Inferior Thinking often comes out in an unrelenting search for accuracy' in a precise, nitpicky logic and focus, and an almost legalistic standard of validity. One INFP said, 'I home in on precise logic and truth and am very critical, detailed, picky, frustrated, and irritable. I'm nitpicky and see only what is in front of me.' An ISFP said, 'I'm in a bad mood and show it. I cut myself off and am critical, judgmental, bitchy; I am not accepting, happy, optimistic, nice, or understanding. Usually, I am friendly and always have time for people. When I'm tired and vulnerable, I can get into this state by remembering some incredibly dumb thing I did'an embarrassing moment. Or somebody else's incompetence that reflects on my own will set me off.'

When this projection of their sense of incompetence fails to take care of whatever has triggered it, the negative energy of the inferior function takes the form of critical self-judgment. Introverted Feeling types become focused on their own incompetence, extending it both backward and forward in time and including the world at large in their conclusion. In the words of one INFP:

I become overwhelmed by an awareness that I am totally incompetent at everything I do, that I always have been and always will be and that the whole world knows it! The truth of this is beyond doubt. I am mortified at not recognizing this before, and of compounding the offense by acting as if I were competent. I am unable to verbalize my despair to others for fear I will make a fool of myself by acknowledging my former ignorance of my true lack of ability. I view my advanced degrees and other achievements as the result of people feeling sorry for me ' I was too emotionally fragile to be told the truth. ' 'Everything seems impossible,' said an ISFP. 'I begin to lose faith in my ability to do even the simplest task, and I especially distrust my ability to make competent decisions about my life.' An INFP said, 'I become rigid and think I am stupid, hopeless, etc. I often play a mental videotape of all the times I remember getting things wrong.' Another INFP described being 'very arbitrary, loud, direct, hateful. I become inflexible, rigid, and most intolerant. I make snap judgments and become quite self condemning. I think it's all over; I'm no longer worthwhile.' When feeling vulnerable, another INFP worried about whether his teachers had paid sufficient attention to his work to properly evaluate it. 'Maybe they were so wrapped up in their own work that I slipped through undetected,' he said.

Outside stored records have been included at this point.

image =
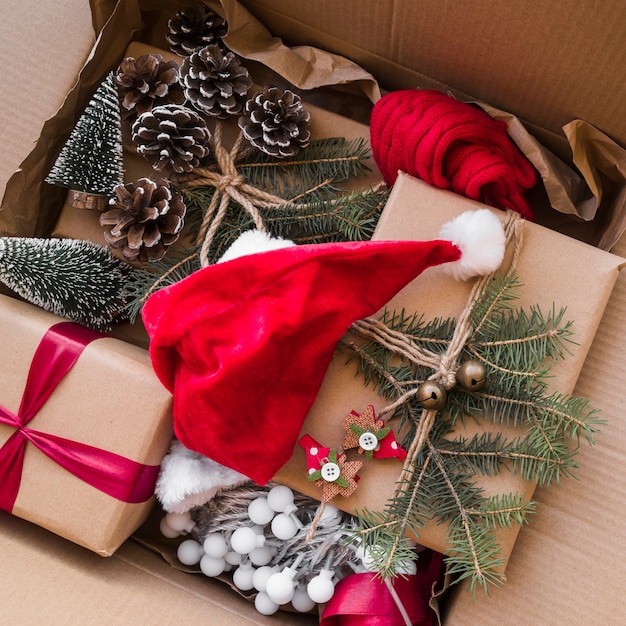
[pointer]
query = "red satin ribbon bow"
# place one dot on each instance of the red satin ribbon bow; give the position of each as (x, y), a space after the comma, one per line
(115, 475)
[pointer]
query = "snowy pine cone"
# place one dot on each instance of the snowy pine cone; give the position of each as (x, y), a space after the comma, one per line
(146, 82)
(215, 81)
(145, 219)
(171, 136)
(193, 28)
(276, 123)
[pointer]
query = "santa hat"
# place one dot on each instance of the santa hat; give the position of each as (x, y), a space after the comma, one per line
(244, 345)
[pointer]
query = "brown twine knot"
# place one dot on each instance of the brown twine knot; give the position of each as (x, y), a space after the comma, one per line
(229, 185)
(444, 365)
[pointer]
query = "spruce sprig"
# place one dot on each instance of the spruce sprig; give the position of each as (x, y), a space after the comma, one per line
(517, 346)
(317, 209)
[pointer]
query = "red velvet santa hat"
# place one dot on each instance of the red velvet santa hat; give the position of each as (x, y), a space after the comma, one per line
(244, 345)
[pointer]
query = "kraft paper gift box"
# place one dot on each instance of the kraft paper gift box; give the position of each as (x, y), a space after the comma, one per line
(554, 270)
(108, 419)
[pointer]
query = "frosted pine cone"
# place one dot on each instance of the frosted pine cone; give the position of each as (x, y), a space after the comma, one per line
(193, 28)
(276, 123)
(215, 81)
(171, 136)
(145, 219)
(146, 82)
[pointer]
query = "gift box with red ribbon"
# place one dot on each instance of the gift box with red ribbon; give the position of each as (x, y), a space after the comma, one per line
(84, 424)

An ISFP said, 'I review all the mistakes I ever made in my life and then conclude that I am a bona fide failure at everything I attempt to do, despite any evidence to the contrary.'


*Aggressive Criticism*

We know that effective dominant Extraverted Thinking types make useful critical judgments about the world. In the grip of inferior Extraverted Thinking, Introverted Feeling types make judgments that are overly categorical, harsh, exaggerated, hypercritical, and often unfounded. In marked contrast to their typically gentle, self-effacing manner, they become so aggressively judgmental that they come across as caricatures of their opposite types, the Extraverted Thinking types. Depending on the nature and intensity of the precipitating circumstances, the excessive criticism may be immediately directed at themselves or may focus first on the objectionable qualities of others, only later culminating in severe self-criticism. Such alternating criticism of others and self is evident in some of the preceding comments describing 'incompetence.' One ISFP said, 'My humor becomes biting and cynical and I take an 'army-navy' dictatorial approach to communicating with others. I am very negative.' Another described becoming very short-tempered.' I react quickly and sometimes not rationally. I yell at people and have very little patience.' 'I'll be loud, critical, and rash, talk about people behind their backs, or be unreasonable,' said another.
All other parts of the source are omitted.